The Five Year Forward View no longer holds water, making it necessary to draft a new vision statement for the NHS to make it “an investable proposition” in the eyes of the Treasury, says Mike Birtwistle
There will be more money for health and care services. Discussion in Cabinet appears to have moved on from the merits of more funding to when and how additional funding should be delivered.
The mantra from Number 10 and 11 that the NHS had received for the funding it had asked for has been replaced by a series of incremental funding concessions – an additional £350m in the Budget to ease deficits, a small (and unpublicised) top up in the Spring Estimates, a slug of cash to ensure some real terms growth in spending for the remaining years of the FYFV period and now more money to fund the Agenda for Change pay deal.
Yet these additional resources – welcome and necessary as they are – do not amount to an investment. Instead they are political hazard money, designed to keep the financial wolves from the door of hospitals and an angry electorate from the door of Downing Street.
They also make it difficult for the NHS to plan, let alone transform. So we are stuck in a cycle of crisis and bailout, something which is not very good for the politics of health, the morale of the workforce or indeed the health of the nation.
This challenge has not been lost on the Department of Health and Social Care. Senior officials are musing about how health and care services can be made “an investable proposition” in the eyes of the Treasury. Readers might not like the language, but these officials have an important point.
FYFV: a lost cause
The FYFV was once this proposition.
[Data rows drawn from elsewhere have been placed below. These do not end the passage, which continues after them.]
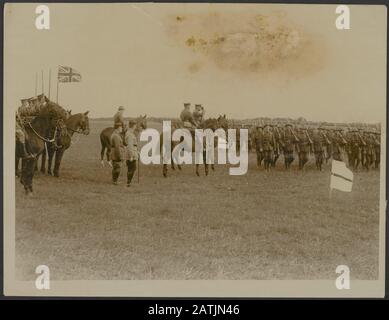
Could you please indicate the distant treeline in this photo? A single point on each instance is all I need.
(265, 120)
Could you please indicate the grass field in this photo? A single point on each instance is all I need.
(277, 225)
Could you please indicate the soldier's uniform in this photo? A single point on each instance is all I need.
(338, 143)
(289, 141)
(277, 143)
(355, 145)
(258, 145)
(187, 117)
(377, 148)
(118, 118)
(117, 153)
(268, 146)
(369, 149)
(132, 154)
(304, 147)
(198, 114)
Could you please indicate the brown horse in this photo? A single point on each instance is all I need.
(38, 130)
(105, 138)
(211, 123)
(77, 123)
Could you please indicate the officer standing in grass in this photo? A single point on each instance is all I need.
(131, 141)
(117, 151)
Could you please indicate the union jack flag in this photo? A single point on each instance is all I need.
(68, 74)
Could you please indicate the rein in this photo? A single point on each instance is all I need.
(43, 138)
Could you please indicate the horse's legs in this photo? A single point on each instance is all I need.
(57, 163)
(51, 151)
(36, 163)
(164, 170)
(108, 156)
(43, 163)
(102, 154)
(17, 161)
(28, 174)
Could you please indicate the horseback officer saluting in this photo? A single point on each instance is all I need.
(118, 117)
(187, 117)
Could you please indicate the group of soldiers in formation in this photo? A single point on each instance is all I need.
(359, 145)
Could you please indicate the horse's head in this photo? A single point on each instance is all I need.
(141, 122)
(222, 122)
(210, 123)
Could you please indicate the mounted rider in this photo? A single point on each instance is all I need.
(118, 118)
(187, 117)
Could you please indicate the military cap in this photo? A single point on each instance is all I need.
(131, 123)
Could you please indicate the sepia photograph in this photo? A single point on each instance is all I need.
(194, 149)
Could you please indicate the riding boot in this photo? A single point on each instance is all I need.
(23, 151)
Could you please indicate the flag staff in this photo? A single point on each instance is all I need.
(36, 83)
(57, 89)
(42, 82)
(49, 81)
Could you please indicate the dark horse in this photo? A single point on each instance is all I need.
(211, 123)
(77, 123)
(38, 131)
(105, 137)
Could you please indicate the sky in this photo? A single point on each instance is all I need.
(245, 61)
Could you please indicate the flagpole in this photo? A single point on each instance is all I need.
(36, 83)
(42, 82)
(49, 82)
(57, 89)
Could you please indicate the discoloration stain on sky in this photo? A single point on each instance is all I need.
(248, 43)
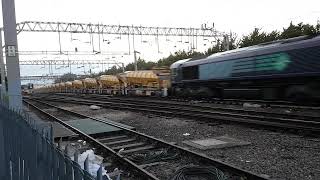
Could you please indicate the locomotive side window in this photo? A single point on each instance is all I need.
(191, 72)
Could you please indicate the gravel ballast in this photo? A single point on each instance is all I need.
(275, 154)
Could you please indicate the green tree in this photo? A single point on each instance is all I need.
(257, 37)
(299, 30)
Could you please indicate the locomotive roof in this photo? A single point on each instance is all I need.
(260, 49)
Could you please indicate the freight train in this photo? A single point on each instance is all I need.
(284, 69)
(154, 82)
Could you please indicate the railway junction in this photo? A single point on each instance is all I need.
(231, 111)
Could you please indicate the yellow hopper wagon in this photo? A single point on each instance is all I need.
(109, 84)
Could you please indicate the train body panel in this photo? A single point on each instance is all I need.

It gave a reason to invest, but both sides will argue that the investment was made on a false prospectus. The NHS points to the absence of funding for public health, social care, training or staff pay rises to back up the totemic £8bn.
The Treasury, for its part, will argue that transformation has stalled and that the NHS has failed to live within the means it envisaged for itself.
Complicated plans to promote integration, healthy living and new care models remain important, but alone they do not provide a reason to believe that the NHS is an investable proposition
Whatever the merits of these arguments (and I suspect I can predict where most readers’ sympathies will lie) and indeed whatever the strength of the ideas set out in the FYFV, the point is that it no longer provides common ground.
Complicated plans to promote integration, healthy living and new care models remain important, but alone they do not provide a reason to believe that the NHS is an investable proposition.
It is time to move on.
NHS is an unattractive investment
In the absence of a unifying optimistic vision (and remember that when the FYFV was published, it was both unifying and optimistic), the nature of the debate on health and care funding has made the NHS less – and not more – appealing as an investment.
The Treasury is also likely to hold funding back for as long as possible for fear that it might be wasted
Arguments such as “the NHS needs £X00m to avert crisis” (insert figure depending on where we are in the year) or “social care faces funding black hole” might be correct, but they do little to inspire confidence, instead making health and care services look like the public service equivalent of ToysRUs.
The Treasury might (finally) accept that it has little option but to provide funding, but it is hardly likely to do so with any enthusiasm. It is also likely to hold funding back for as long as possible for fear that it might be wasted. And so the cycle continues.
Wanted: a new vision
Health and care services need a new vision which can excite politicians and reassure the Treasury. This has to be about more than simply averting a short term crisis. If we are to achieve a longer term funding settlement, what will it buy?
How will services look different and what will this mean for patients, staff and the public? This has to be about more than just transactional changes, technocratic tweaks or inventing another acronym.
Of course this vision needs to be grounded in reality, and it needs to be honest that funding pressures will continue to grow in the NHS, as they will in every health system. However, it must also create some excitement about how things can be better.
Such a vison should include a retail offer to the public (more digital delivery of primary care?), as well as concerted action to free up NHS staff to use their skills to the full (greater responsibility for the non-medical workforce?).
This vision needs to be honest that funding pressures will continue to grow in the NHS, as they will in every health system and create excitement about how things can be better
It also needs to set out a compelling vision for how health outcomes can be improved (how about extending action to encourage earlier diagnosis of cancer into a concerted attack on late diagnosis of all conditions, including mental ill-health?).
There is little evidence that this vision will come from the government or the Opposition. The creation of NHS England may have removed (some) of the day-to-day politics from the NHS, but it has also reduced the incentive to create a new political vision for what health and care services should deliver.
Nor, however, can it just come from Simon Stevens, the man the NHS has relied on so often in the last few years to pull a rabbit out of a hat. The FYFV was his plan, as government ministers were so keen to point out. Instead, others will have to step forward.
Clinicians who talk about leadership will need to show it. Patients who want their voices to be heard will need to speak up with new ideas. Suppliers who aspire to be partners will have to step up. Yes, even commentators will have to do more than opine on other people’s ideas. If we want a good longer term funding settlement, then we all need to give the Treasury a reason to invest.